Gastroenteropancreatic neuroendocrine tumors (GEP-NETs) can affect patient health-related quality of life (HRQoL). Appropriate information may improve their adherence to treatment and quality of life. To evaluate the change in patient's perceptions of the level of information at lanreotide (LAN) treatment initiation for GEP-NETs vs after 6 months. OPERA (NCT03562091) was a prospective, longitudinal, noninterventional study. Thirty-one centers in France specialized in the management of patients with NETs. Planned clinical visits at enrollment and end-of-study visits at month 6, with completion of the European Organisation for Research and Treatment of Cancer 25-item Quality of Life Questionnaire-Information Module (QLQ-INFO25) and 30-item Quality of Life Questionnaire-Core. Absolute change in the patient's perception of the information between baseline and month 6, using the relevant domains of the QLQ-INFO25. Endpoints measured at baseline and month 6 for at least 1 of the 3 targeted QLQ-INFO25 dimensions of the primary endpoint.

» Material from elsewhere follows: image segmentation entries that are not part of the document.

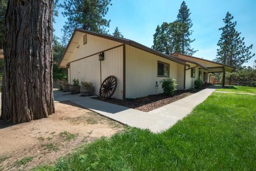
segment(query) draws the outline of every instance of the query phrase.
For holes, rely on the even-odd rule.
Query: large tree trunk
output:
[[[1,119],[20,123],[54,113],[52,15],[52,0],[8,2]]]

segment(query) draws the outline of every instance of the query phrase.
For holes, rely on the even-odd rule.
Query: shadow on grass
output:
[[[237,88],[235,88],[233,86],[224,86],[224,89],[237,89]]]

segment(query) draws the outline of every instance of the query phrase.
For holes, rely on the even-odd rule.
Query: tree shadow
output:
[[[233,86],[225,86],[224,89],[237,89],[236,87]]]
[[[12,123],[9,120],[0,120],[0,130],[16,124],[17,124]]]

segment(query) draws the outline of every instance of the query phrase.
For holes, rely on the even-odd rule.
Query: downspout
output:
[[[186,66],[184,66],[184,84],[183,89],[185,90],[186,88]]]

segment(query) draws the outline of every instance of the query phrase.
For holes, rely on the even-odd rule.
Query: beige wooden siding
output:
[[[117,87],[112,97],[123,98],[123,47],[104,53],[104,60],[101,61],[102,81],[107,77],[114,75],[117,79]]]
[[[86,34],[80,33],[80,39],[76,45],[76,47],[79,46],[79,48],[75,48],[68,62],[121,45],[121,43],[115,41],[88,34],[87,34],[87,43],[83,45],[83,36]]]
[[[191,67],[194,67],[196,66],[195,65],[192,64],[191,63],[189,63]],[[187,69],[188,68],[187,67]],[[194,87],[194,81],[199,78],[199,69],[197,67],[196,69],[196,76],[195,78],[191,77],[191,69],[186,70],[186,84],[185,89],[186,90],[191,89]]]
[[[123,55],[122,47],[115,48],[104,53],[104,60],[101,61],[102,81],[110,75],[117,78],[117,89],[112,97],[122,99],[123,90]],[[81,81],[92,82],[95,94],[98,95],[101,85],[100,61],[98,60],[98,55],[92,56],[70,63],[70,76],[69,80],[78,78]],[[70,77],[69,71],[69,77]]]
[[[94,55],[70,64],[71,71],[70,80],[71,84],[74,78],[79,79],[81,81],[92,82],[95,90],[95,94],[99,95],[100,86],[100,69],[98,56]]]
[[[165,78],[157,77],[157,61],[169,64],[170,77],[183,89],[184,66],[159,56],[126,45],[126,97],[137,98],[162,92],[159,82]],[[157,81],[158,87],[156,87]]]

Ninety-three of the 115 patients enrolled completed ≥1 primary endpoint information dimension. Mean (SD) scores for the primary endpoint information dimensions were high at baseline (disease, 63.41 [20.71]; treatment, 58.85 [19.00]; supportive care, 26.53 [24.69]; maximum 100). There were no significant changes between baseline (98.34% CI) and 6 months (disease, -2.84 [-8.69, 3.01; P = .24]; treatment, -4.37 [-11.26, 2.52; P = .13]; supportive care, 0.46 [-6.78, 7.70; P = .88]), and in HRQoL between baseline and 6 months. The lack of change in patient's perceptions of the disease, treatment, and supportive care information provided over the first 6 months of LAN treatment may suggest that physicians provided adequate information at the treatment initiation.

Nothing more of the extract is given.